The holding in BLF Realty Holding Corp. v Kasher (299 AD2d 87 [1st Dept 2002]) cannot be construed to sanction evictions of loft tenants for charging a roommate a disproportionate share of rent. BLF Realty Holding Corp. v Kasher did not involve a roommate situation, but involved a sublet of a reconfigured portion of the subject premises. In Kasher, the Court interpreted the interplay between the Rent Stabilization Law and Code and the Loft Law involving sublet situations. The Court noted that while the Loft Law and regulations do not contain a cause of action for eviction for violating the subletting laws, they do contain restrictions on rent overcharges to sublessees and other requirements similar to those in the Rent Stabilization Law and Code regarding subletting. The court in 270 Riverside Dr., Inc. v Braun (4 Misc 3d 77 [App Term, 1st Dept 2004]) distinguished BLF Realty Holding Corp. v Kasher on this basis, because the Rent Control Act and the New York City Rent and Eviction Regulations contain no such restrictions regarding rent charged to roommates. Similarly, the Loft Law and regulations contain no such restrictions.

The Court in Kasher noted the substantial precedent holding that profiteering in subletting arrangements, in the context of both rent stabilization and rent control, constitutes an incurable ground for eviction. Based on the similarities in the subletting rules of the two systems and the facts before it involving a loft tenant who charged the subtenants approximately triple the legal rent for a four-year period, the Court concluded that a cause of action for eviction for violation of the subletting overcharge restrictions should pertain.

Unlike the similar sublet restrictions involved in BLF Realty Holding Corp. v Kasher, the Loft Law and regulations do not contain any provision regulating the rent to be charged a roommate paralleling RSC § 2525.7 (b). Nor is there any underlying statutory basis for such a regulation in the Loft Law.

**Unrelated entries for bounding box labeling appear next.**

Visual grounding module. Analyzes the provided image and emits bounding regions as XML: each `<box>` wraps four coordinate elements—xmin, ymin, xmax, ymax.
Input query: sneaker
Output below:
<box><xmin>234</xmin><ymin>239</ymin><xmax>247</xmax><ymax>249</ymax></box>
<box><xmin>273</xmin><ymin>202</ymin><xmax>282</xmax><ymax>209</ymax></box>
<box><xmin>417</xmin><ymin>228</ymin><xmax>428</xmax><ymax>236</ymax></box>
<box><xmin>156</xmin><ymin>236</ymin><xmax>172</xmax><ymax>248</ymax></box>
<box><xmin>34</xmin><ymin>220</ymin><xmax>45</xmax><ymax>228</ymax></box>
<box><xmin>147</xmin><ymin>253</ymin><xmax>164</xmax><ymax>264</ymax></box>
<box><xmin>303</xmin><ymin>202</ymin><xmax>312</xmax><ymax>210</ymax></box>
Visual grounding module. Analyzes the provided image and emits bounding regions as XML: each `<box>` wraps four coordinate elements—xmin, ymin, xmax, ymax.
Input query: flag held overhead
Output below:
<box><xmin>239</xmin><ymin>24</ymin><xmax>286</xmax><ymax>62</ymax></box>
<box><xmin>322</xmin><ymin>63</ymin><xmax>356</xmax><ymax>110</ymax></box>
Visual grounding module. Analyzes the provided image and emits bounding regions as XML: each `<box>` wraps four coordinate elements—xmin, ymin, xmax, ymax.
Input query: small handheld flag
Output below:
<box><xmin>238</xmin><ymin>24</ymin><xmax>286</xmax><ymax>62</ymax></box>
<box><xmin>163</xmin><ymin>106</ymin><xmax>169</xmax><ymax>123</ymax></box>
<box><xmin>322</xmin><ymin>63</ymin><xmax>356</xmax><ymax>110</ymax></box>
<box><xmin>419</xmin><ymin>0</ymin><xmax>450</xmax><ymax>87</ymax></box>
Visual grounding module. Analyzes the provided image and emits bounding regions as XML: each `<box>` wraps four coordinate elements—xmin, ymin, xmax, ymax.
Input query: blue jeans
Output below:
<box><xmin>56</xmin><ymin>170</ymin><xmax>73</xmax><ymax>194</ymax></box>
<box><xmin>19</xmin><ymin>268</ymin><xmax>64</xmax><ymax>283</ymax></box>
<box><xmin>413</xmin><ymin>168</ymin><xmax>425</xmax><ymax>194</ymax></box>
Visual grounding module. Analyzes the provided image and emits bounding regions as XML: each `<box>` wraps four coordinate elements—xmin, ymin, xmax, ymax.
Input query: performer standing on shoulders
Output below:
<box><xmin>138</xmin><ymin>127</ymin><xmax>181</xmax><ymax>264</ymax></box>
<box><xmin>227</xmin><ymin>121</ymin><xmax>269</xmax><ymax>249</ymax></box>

Moreover, here the alleged overcharge does not rise to the level of profiteering present in BLF Realty Holding Corp. v Kasher, and was fully refunded to Ms. Terakawa. The court in 270 Riverside Dr., Inc. v Braun found that, even assuming that the remedy of eviction had been available in that case, it would hold that the overcharge of the “roommates” therein, who were *743charged an aggregate sum of $1,270, in excess of the legal regulated rent of $1,192, did not rise to the level of an incurable violation warranting forfeiture of the tenancy.

The landlord argues that eventually the premises are destined, once legalized, to become subject to the Rent Stabilization Law and Code. However it is not now subject to the Rent Stabilization Law and Code. The conduct complained of, which only took place for five months, was discontinued before this petition was even commenced. Respondent refunded the entire amount of the overcharge. Thus, when and if the subject unit becomes subject to the Rent Stabilization Law, the conduct will have long ceased to continue.

For all of the above reasons, petitioner has no cause of action and the petition is dismissed pursuant to CPLR 3211 (a) (7). The court thus need not and shall not reach the respondent’s motion for summary judgment pursuant to CPLR 3212.

For example, nonrelated, nontraditional cohabitation.